This paper presents the relationships between the generalized and the restricted pdf’s associated with several families of pdf’s that are more commonly being used in empirical finance. We also report the feasible skewness-kurtosis spaces of the generalized pdf’s and compare them with empirical estimates of US stock returns. These results add to the financial estimation literature by showing the nesting relationships within the flexible pdf’s and the corresponding restrictions on higher order moments. It also demonstrates the performance of the generalized pdf’s in fitting non-normal datasets. It is important to note that the feasible skewness-kurtosis space corresponding to a generalized pdf does not accommodate all possible skewness-kurtosis combinations.
2. Literature Review
Mandlebrot  and Fama  initially found that stock returns regression residuals are skewed and are fat-tail distributed. McDonald and Nelson  found that many stock risk premiums are positive or negatively skewed and most have thick tails. Harvey and Siddique  , Harvey and Siddique  , and Chan and Lakonishok  concluded that stock returns are skewed and fat-tail distributed and applied various robust methods to address the estimation inefficiencies.
Chan and Lakonishok  , Butler, McDonald, Nelson, White  , McDonald and Nelson  discuss specifically the inefficiency in estimating the CAPM beta with OLS.
There are many robust estimation methods, some that are outlier adjustment methods, others are based on alternative specifications of pdf’s and some that are both, such as least absolute errors (using the Laplace pdf) rather than least squares for regression estimation. This investigation focuses on those methods that use alternative pdf’s that can accommodate varying levels of skewness and kurtosis and that nest more restrictive pdf’s.

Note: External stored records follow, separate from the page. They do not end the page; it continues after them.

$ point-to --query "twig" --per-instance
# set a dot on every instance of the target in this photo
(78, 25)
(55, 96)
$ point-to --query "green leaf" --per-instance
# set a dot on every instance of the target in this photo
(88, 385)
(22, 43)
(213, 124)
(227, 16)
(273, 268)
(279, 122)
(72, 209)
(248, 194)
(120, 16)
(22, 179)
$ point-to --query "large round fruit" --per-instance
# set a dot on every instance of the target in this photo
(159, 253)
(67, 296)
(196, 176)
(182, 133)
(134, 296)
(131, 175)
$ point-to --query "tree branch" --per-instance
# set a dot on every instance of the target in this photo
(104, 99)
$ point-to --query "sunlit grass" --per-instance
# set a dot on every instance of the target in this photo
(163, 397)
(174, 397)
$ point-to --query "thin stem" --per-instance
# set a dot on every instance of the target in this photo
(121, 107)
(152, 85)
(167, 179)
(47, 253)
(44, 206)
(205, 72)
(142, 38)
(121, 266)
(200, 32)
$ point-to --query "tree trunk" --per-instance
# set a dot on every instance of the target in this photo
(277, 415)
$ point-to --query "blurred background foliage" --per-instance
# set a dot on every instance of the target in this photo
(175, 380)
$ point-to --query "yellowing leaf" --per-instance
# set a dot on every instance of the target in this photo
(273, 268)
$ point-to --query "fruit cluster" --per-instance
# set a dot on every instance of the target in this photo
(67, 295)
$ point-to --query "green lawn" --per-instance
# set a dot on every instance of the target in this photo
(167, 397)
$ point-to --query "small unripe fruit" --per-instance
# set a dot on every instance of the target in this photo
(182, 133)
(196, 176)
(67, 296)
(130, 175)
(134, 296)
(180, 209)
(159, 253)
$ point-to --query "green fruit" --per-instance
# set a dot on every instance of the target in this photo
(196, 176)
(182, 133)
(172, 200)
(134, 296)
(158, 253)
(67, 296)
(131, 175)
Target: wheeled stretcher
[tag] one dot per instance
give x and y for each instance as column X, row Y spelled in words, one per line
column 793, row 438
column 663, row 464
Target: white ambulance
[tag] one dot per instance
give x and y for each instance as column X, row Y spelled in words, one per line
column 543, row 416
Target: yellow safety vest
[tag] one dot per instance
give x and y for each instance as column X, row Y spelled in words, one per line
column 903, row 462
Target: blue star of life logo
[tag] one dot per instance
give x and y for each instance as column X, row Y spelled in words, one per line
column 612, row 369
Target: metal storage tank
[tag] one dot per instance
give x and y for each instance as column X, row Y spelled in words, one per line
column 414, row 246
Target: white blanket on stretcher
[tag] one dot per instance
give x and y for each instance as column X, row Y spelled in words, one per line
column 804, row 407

Boyer, McDonald, and Newey  bifurcate robust estimation into reweighted least squares or least median squares, and partially adaptive estimators. The robust or partially adaptive estimators considered in this paper can be viewed as quasi-maximum likelihood estimators. They maximize a likelihood function corresponding to an approximating error distribution to yield estimated regression and distributional parameters. The least squares methods address only the choice of regression parameters. Boyer, McDonald, and Newey  use simulations to compare the efficiency of generalized pdf’s and least squares methods. Using one of the generalized pdf’s, they concluded that generalized pdf’s produced more efficient estimators than outlier adjustment methods that cannot change pdf parameters when regression errors have skewness or kurtosis. Therefore, among the myriad of robust estimation methods, this paper focuses on the use of generalized pdf’s.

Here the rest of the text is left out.